Autumn Newcomb is a multidisciplinary media and performance artist. She uses color, humor, and optimism to fight the power and promote self love through a variety of mediums including video, soft-sculpture, illustration and glass.
Newcomb has exhibited her work at The Dimenna Center for Classical Music, Fashion Institute of Technology, and The Brooklyn Clay Tour. She received her BFA from Alfred University School of Art and Design.
Elizabeth Orr is an interdisciplinary artist whose work combines video installation, sculpture, performance, and text. Her subject matter evolves from an interrogation into methodologies of thought and representation, oriented towards an understanding of the history of philosophy through a queer feminist perspective.
Orr has exhibited at La Kaje, Brooklyn, NY; Bodega, New York, NY; RPFA, Los Angeles, CA; CAC Brétigny, Brétigny-sur-Orge, France; and VIN VIN, Vienna, Austria. Orr has screened her work at Lubov, New York, NY; Tranzit Display, Prague, Czech Republic; and Anthology Film Archives, Art in General. She received her MFA from Bard College, and a BFA from Hampshire College.
Carrie Elston Tunick is a multimedia artist who explores manifestations of love and sanctioned violence in the public consciousness through videos, prints, and paintings.
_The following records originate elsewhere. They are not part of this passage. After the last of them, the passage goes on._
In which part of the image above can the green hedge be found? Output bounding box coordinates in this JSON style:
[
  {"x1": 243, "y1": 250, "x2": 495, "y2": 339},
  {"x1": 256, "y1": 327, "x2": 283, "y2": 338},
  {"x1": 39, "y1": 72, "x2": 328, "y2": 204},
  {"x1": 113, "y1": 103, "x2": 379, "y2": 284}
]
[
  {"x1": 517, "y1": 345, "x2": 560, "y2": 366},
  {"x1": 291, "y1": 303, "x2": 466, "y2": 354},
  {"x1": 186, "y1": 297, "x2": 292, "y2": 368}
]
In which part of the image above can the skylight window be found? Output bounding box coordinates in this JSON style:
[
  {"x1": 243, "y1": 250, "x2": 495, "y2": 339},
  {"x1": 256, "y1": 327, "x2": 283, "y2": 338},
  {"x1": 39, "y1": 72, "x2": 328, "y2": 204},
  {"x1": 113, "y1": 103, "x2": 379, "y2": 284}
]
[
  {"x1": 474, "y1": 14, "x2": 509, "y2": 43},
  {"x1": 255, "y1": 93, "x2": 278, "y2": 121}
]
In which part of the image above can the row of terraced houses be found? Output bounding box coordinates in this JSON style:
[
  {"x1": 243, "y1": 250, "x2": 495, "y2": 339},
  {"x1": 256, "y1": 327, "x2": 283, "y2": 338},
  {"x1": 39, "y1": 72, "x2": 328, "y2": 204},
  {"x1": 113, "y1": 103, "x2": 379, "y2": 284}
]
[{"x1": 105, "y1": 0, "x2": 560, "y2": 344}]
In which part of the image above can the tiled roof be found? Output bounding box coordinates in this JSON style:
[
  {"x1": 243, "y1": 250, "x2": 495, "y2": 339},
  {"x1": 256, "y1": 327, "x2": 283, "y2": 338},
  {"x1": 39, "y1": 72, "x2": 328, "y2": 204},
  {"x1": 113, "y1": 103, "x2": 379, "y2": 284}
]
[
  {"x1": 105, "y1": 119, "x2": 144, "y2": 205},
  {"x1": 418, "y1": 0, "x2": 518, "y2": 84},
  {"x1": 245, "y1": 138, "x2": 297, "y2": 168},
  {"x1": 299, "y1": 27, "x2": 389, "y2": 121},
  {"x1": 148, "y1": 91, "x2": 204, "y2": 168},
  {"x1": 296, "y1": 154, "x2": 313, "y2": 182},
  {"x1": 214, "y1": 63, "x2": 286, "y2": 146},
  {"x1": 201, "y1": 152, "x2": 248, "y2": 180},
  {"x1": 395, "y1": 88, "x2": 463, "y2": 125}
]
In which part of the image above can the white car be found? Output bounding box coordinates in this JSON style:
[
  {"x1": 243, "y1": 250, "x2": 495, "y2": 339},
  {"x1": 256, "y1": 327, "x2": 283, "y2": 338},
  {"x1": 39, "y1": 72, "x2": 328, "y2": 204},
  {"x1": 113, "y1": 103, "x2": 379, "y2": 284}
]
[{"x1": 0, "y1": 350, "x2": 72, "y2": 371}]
Her practice is primarily driven by her video works which pulls from world events both historical and contemporary, pop culture, politics, and environmental disasters for subject matter.
She has exhibited her work at Beverly’s; Dino Eli Gallery; The Bronx Museum of the Arts; and Cuchifritos Gallery, all in NY. She has participated in the Sharpe Walentas Studio Program, the NARS Foundation International Residency Program, and Artist in the Marketplace (AIM) at The Bronx Museum of the Arts. Tunick received her MFA from Hunter College and her BA from Yale University.
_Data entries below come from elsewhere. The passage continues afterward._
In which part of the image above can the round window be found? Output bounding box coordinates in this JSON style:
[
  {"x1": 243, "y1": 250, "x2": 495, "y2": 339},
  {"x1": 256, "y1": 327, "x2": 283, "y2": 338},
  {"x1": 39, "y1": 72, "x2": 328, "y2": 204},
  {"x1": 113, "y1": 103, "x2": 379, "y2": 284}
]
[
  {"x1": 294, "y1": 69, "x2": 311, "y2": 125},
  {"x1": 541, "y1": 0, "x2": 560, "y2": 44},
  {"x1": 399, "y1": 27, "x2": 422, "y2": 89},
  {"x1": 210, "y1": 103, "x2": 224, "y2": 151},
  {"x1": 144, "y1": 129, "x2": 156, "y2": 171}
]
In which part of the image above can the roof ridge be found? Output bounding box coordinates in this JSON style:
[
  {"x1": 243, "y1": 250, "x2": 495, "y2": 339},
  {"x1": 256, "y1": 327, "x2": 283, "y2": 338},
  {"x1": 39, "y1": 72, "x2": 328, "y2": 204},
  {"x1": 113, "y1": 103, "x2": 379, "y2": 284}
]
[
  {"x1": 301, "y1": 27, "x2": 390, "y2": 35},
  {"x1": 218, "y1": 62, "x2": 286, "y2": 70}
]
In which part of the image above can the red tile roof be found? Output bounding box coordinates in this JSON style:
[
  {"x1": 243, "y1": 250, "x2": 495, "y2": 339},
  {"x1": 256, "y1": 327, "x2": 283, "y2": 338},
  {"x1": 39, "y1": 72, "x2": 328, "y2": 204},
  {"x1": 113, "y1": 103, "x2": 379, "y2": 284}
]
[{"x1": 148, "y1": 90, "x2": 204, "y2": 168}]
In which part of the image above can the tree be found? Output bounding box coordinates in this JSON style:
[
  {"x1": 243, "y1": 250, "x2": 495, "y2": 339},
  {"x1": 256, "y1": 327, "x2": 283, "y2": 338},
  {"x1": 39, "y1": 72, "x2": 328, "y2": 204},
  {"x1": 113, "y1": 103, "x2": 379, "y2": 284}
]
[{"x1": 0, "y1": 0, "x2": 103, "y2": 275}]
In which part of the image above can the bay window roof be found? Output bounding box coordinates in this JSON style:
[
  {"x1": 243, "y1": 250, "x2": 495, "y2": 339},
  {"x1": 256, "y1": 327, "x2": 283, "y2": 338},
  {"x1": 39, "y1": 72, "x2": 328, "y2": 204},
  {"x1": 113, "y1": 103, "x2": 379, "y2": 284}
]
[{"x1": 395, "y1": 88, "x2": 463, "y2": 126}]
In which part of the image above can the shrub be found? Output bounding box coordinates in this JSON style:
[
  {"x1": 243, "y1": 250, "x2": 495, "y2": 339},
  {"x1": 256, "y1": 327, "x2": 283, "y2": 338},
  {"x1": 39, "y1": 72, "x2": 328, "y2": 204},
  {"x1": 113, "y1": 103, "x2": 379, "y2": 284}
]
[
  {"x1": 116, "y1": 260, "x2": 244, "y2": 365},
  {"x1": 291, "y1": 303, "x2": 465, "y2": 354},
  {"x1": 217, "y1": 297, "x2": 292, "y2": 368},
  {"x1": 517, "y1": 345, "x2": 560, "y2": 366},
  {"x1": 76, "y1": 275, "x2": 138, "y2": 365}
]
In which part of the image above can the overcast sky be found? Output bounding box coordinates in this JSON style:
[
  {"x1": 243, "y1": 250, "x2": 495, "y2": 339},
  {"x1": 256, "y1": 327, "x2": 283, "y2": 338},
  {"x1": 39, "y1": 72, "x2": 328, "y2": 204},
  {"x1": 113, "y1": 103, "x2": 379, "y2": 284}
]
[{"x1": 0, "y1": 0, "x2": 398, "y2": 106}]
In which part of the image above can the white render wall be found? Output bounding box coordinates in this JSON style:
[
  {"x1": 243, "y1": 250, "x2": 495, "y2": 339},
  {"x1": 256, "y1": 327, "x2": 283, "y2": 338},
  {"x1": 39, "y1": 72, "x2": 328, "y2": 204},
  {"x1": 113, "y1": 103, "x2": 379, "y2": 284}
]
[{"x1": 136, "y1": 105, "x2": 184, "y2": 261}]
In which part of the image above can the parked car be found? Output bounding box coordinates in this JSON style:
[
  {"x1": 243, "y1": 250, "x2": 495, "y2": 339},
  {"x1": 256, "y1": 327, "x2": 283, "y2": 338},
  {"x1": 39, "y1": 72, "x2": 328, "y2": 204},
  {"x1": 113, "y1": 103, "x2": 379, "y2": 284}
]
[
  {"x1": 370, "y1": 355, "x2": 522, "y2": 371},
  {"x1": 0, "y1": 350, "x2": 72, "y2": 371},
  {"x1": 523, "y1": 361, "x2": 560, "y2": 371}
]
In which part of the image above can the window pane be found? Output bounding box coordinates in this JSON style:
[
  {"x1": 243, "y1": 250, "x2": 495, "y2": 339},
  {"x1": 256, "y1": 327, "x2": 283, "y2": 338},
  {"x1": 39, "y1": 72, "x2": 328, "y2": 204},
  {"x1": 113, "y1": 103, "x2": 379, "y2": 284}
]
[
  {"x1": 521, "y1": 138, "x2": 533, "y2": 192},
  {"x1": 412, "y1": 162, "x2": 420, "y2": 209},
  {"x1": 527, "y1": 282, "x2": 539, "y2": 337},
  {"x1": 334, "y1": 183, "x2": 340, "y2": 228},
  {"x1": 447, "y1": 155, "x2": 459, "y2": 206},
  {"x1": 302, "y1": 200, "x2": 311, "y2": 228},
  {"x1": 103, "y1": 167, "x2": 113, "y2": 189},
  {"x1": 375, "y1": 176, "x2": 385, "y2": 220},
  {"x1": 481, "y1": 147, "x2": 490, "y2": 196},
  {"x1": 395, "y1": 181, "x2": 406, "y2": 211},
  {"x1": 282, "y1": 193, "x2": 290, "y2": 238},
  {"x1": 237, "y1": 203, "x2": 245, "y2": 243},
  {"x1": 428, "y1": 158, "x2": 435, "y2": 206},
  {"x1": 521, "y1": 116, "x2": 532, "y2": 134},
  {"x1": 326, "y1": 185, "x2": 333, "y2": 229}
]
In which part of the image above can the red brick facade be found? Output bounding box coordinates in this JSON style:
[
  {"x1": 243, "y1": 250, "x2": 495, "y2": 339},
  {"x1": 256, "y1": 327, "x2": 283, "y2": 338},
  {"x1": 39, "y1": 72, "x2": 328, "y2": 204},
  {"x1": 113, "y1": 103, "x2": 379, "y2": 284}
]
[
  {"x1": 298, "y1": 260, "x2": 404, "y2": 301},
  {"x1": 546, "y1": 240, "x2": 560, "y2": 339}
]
Tanika Williams employs the use of narrative prose, video, performance, and installation to explore black women’s transfer of generational knowledge and transmission of embodied family archives. She designs liturgical rites to uplift the voices and expertise of marginalized black women and give authority to their autobiographical expressions in the production of knowledge. Her work is influenced by Afro-Caribbean aesthetics of magic and mystical phenomena.
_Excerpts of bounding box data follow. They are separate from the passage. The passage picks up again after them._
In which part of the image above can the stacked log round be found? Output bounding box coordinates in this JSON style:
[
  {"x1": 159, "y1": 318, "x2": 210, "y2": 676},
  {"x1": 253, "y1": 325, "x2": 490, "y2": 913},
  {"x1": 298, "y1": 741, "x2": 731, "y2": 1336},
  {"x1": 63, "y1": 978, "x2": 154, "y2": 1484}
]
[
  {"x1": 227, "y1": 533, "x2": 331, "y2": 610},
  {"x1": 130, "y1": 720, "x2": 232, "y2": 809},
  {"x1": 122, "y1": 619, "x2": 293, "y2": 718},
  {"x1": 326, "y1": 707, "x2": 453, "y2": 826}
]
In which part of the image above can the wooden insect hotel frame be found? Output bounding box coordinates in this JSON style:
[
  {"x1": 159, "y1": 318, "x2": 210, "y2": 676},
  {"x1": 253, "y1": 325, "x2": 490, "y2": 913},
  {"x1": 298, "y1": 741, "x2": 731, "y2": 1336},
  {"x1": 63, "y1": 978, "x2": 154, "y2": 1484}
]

Williams’s work has been featured on 99.5 WBAI; Art in Odd Places; Creative Time; Civic Art Lab, GreenspaceNYC; Let Us Eat Local, Just Food; and Performa. She has participated in the NYFA Immigrant Artist Mentoring Program. She holds a BA from Eugene Lang College, New School and MDiv from Union Theological Seminary.
Hanwen Zhang is an artist and filmmaker whose practice encompasses both still and moving images, supplemented by performance, digital technology, and writing. Derived from direct observation, his work examines the individual’s status in contemporary society, its existence as well as relationship with space, image, memory, and ideology.
His selected exhibitions and screenings include LongShots Film Festival, BBC Reel; OCAT Institute, Beijing, CN; CICA Museum, Gimpo, KRl; Arthaus Artist Residency, Havana, CU; Mannequins and Puppets, Millepiani, Rome, IT; TvE Caribbean Screenings 2019, Barbados Museum & Historical Society, Bridgetown, BB. Zhang has participated in the Fosun Foundation Art Residency, Fosun Foundation, Shanghai, CN, Summer Documentary Lab, UnionDocs, New York, NY, and VSC Artist-in-Residency, Vermont Studio Center, VT. He is the recipient of the Society of Architectural Historians Award for Film and Video. He received an MFA from the School of Visual Arts.